The plans have been put in place as a precaution and the bank currently has no intention of activating any of the measures, it is understood.

A source said: “It would take a perfect storm of a complete shutdown of Russian gas supply, no reduction of gas use at all and little alternative sourcing for gas before it would have real impact on our business.”

Germany announced €65bn (£56bn) of fresh financial help for households and businesses over the weekend, as well as a windfall tax on energy company profits to help pay for this extra support.

Brussels is also considering a European Union-wide tax on electricity generators amid a scramble to try and curb the cost-of-living crisis, with energy ministers due to discuss the proposal at a meeting on Friday.

The plan was backed on Monday by Emmanuel Macron, France’s President, who said he supports a “European mechanism which we’d ask for from European energy operators whose production costs are far lower than market sale prices.”
Many wind and solar plant owners are believed to be making huge profits because wholesale prices have soared but their costs have not.

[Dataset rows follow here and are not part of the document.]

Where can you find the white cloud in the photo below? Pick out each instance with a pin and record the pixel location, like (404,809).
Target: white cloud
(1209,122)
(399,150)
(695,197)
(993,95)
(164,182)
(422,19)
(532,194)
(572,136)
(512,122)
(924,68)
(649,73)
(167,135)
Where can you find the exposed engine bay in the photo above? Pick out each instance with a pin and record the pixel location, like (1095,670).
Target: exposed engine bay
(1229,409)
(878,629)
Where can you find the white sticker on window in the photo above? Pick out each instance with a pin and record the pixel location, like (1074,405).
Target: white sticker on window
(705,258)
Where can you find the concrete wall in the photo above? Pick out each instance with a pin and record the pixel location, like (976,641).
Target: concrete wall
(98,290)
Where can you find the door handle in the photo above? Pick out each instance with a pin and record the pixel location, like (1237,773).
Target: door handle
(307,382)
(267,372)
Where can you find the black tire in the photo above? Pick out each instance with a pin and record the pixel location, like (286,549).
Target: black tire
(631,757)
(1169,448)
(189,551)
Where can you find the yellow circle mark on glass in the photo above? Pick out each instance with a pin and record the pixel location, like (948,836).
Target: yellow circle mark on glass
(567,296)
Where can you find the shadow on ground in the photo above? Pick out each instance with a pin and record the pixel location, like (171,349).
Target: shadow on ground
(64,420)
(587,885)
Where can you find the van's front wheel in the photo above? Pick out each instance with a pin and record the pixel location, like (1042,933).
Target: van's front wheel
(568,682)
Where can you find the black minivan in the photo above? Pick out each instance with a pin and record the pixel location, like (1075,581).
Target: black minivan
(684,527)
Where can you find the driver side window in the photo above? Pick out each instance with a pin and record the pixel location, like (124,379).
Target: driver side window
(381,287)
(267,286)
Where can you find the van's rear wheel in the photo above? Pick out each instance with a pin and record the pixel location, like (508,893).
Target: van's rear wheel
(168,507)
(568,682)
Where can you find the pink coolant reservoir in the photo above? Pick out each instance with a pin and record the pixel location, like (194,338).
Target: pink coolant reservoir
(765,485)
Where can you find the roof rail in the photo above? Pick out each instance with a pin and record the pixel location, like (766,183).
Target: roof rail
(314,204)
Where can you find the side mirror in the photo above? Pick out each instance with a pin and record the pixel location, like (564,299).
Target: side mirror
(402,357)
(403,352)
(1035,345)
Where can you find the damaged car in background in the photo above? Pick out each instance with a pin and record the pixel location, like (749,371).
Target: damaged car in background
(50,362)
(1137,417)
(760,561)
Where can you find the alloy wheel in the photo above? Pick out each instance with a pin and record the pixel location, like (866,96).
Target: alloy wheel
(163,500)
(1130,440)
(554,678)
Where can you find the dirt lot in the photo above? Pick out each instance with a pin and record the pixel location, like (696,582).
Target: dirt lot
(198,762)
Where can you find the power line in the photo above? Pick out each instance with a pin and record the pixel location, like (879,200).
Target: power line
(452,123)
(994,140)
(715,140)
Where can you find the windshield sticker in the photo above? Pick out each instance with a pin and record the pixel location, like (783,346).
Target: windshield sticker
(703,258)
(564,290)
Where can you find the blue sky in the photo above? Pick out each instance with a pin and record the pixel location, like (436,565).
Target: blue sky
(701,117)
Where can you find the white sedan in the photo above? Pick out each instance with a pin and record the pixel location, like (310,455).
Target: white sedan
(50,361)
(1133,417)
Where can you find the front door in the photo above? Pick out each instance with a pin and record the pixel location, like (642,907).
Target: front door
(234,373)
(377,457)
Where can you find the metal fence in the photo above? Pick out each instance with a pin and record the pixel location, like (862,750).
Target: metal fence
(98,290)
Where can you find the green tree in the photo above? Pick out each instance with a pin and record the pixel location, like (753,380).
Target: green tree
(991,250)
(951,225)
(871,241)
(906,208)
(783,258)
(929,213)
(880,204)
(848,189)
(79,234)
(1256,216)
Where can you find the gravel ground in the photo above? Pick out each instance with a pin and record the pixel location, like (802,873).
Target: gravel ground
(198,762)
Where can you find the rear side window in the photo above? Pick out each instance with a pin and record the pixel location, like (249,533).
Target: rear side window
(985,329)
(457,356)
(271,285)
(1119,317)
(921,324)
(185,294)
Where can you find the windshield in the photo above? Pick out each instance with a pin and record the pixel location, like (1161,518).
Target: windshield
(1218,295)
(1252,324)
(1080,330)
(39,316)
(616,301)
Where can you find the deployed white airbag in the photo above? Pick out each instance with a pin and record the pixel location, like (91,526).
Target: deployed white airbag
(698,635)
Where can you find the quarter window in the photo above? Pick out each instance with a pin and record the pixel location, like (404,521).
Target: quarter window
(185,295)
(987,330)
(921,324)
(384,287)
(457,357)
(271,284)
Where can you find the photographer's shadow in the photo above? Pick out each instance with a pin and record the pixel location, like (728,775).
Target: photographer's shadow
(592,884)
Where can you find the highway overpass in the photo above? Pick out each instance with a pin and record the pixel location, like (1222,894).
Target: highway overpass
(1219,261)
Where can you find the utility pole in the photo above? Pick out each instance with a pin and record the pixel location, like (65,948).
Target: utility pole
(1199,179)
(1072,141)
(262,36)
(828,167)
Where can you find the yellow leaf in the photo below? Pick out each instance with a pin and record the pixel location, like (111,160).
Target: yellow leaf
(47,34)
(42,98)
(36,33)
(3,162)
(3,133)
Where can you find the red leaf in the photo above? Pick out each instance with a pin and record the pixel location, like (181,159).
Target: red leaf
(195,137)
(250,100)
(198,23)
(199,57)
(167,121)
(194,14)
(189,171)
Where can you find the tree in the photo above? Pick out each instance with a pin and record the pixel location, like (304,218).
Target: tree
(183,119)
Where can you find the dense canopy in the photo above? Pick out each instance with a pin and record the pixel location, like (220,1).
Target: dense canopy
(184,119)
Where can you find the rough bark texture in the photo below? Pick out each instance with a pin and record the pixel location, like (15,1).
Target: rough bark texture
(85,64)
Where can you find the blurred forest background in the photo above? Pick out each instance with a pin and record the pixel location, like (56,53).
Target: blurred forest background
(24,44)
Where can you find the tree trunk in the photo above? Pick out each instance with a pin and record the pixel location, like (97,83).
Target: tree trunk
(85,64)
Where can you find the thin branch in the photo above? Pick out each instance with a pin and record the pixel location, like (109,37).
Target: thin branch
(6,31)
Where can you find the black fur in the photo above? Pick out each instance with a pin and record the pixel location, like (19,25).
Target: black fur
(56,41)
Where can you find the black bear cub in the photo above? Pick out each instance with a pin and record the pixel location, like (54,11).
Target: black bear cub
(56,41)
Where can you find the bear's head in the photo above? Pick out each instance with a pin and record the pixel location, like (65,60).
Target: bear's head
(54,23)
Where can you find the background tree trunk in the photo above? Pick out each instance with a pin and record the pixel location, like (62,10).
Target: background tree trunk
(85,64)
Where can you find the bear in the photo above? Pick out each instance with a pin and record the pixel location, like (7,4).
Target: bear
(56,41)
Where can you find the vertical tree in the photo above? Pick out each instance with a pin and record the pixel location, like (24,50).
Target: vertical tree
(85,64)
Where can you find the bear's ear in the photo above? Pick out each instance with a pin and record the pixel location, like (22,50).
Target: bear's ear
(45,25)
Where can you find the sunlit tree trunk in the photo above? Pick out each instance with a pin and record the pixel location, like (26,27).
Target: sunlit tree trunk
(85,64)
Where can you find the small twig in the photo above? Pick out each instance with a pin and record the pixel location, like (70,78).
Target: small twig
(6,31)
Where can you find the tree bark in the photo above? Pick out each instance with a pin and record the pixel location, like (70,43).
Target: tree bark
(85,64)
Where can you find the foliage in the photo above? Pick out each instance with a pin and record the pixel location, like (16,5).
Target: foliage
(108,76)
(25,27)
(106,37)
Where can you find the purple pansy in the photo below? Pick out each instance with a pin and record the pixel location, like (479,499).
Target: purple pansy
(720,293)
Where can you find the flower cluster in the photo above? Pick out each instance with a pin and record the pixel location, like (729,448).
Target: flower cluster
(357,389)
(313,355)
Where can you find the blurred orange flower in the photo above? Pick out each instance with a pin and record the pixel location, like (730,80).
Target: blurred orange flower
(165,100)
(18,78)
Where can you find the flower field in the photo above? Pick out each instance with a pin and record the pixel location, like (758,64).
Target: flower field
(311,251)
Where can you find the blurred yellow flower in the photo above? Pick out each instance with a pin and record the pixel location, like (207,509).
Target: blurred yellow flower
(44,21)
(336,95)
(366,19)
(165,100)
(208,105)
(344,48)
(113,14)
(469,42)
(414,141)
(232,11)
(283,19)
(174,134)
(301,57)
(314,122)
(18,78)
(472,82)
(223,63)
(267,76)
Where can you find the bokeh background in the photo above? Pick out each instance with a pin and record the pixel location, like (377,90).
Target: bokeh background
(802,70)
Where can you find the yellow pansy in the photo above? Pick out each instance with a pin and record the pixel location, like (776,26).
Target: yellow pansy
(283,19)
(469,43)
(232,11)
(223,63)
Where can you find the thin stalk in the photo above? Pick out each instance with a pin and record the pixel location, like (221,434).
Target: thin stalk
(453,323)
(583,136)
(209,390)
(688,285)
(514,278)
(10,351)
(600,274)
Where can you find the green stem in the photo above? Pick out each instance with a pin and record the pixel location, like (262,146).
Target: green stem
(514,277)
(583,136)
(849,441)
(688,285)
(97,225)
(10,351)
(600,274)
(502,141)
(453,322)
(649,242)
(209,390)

In both the EU and the UK, wholesale electricity prices are tied to the price of gas, even if electricity has been generated from other, cheaper sources.

Gas prices are ten or more times higher than long term averages as Russia restricts supplies to Europe, with the closure of the Nord Stream 1 pipeline to Germany on Friday adding further pressure.

Meanwhile in a bid to reverse a drop in crude prices, Opec-plus – which includes Russia and Saudi Arabia – decided to cut output by 100,000 barrels per day next month in an effort to bolster prices. Brent crude climbed 2pc to more than $95 a barrel on Monday.

JP Morgan declined to comment on its contingency plans. Goldman Sachs and Barclays also declined to comment on any plans they have for potential power outages.